RÉFLEXIONS pour Mt 18:21-22

Il ne s'agit évidemment pas, après chaque « pardon », de faire une encoche et de les recompter chaque jour, en savourant à l'avance la vengeance tant attendue après la quatre-cent-quatre-vingt-dixième marque. Pardonner, c'est pardonner: sans laisser d'encoches, sans compter les péchés du prochain, sans garder dans le cœur une mémoire mauvaise. C'est lourd, n'est-ce pas?

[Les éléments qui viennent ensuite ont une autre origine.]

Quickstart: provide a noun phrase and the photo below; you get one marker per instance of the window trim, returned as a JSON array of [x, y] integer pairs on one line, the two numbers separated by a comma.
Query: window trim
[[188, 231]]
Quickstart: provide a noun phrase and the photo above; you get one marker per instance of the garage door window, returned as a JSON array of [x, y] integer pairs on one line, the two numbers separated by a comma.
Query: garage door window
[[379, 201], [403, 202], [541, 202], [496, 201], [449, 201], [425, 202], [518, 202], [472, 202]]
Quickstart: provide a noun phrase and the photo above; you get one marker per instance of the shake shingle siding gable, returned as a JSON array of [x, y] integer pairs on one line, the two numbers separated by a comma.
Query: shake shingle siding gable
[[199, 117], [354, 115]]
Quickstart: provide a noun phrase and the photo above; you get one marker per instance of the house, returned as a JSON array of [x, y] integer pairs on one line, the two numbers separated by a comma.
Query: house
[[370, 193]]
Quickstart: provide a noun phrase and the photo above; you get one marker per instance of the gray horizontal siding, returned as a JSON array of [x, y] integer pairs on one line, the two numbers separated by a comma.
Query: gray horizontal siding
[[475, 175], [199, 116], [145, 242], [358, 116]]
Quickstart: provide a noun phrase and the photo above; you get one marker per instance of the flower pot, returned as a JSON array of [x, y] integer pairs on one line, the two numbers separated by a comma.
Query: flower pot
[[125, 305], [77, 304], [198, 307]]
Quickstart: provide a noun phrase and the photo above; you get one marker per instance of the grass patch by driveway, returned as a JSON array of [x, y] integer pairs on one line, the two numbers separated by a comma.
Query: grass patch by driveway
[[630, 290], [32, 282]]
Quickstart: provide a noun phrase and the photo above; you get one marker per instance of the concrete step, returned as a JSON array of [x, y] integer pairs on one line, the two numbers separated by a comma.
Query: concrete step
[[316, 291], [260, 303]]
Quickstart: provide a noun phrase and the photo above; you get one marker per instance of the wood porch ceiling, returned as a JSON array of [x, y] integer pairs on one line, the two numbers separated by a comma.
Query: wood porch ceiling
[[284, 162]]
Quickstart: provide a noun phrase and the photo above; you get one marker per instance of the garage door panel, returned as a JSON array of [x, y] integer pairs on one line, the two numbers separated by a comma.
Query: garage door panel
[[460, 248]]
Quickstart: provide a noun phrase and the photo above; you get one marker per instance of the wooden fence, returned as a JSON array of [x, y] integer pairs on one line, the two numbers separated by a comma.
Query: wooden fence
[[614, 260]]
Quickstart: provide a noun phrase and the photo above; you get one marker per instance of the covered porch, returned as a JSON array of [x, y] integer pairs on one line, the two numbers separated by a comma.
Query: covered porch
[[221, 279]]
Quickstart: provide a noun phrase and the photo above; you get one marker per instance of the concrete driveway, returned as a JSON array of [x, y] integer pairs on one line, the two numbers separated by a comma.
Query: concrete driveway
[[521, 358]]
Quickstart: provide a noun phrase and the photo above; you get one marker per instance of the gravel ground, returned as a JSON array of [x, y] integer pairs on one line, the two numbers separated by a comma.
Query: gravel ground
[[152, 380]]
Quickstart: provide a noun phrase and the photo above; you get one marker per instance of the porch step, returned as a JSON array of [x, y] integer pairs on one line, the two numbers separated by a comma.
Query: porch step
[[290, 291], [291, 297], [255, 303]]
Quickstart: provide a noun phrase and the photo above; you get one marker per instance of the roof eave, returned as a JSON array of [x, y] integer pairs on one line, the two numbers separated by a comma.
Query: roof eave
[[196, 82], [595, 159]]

Mais il y a bien une autre possibilité: le frère a péché, j'ai pardonné, et pour ne pas lui donner l'occasion de pécher de nouveau contre moi, je cesse simplement toute relation avec lui! Cela paraît raisonnable et tout à fait réalisable.

Tout irait bien, mais une phrase de la prière du « Notre Père » s'y oppose. Oui, « remets-nous nos dettes, comme nous remettons aussi à nos débiteurs ». De plus, Jésus juge nécessaire de souligner séparément le sens de ces paroles (Mt 6:14-15). Autrement dit, le Père céleste nous pardonne exactement comme nous pardonnons. Il ne reste qu'à imaginer qu'après notre tout premier péché il nous aurait pardonné, puis aurait cessé toute relation avec nous...

Il faut donc reconnaître que, dans sa réponse à Pierre, Jésus a bien en vue quelque chose de déraisonnable et de peu possible pour nous. Par là, il dirige de nouveau ses disciples, et nous avec eux, vers la nécessité de laisser entrer dans notre cœur l'Unique qui peut pardonner ainsi, parce que son amour pour les hommes est parfait. Mais sans notre effort, notre consentement, notre désir de pardonner, rien ne se fera: Dieu ne contraint pas, il donne des forces.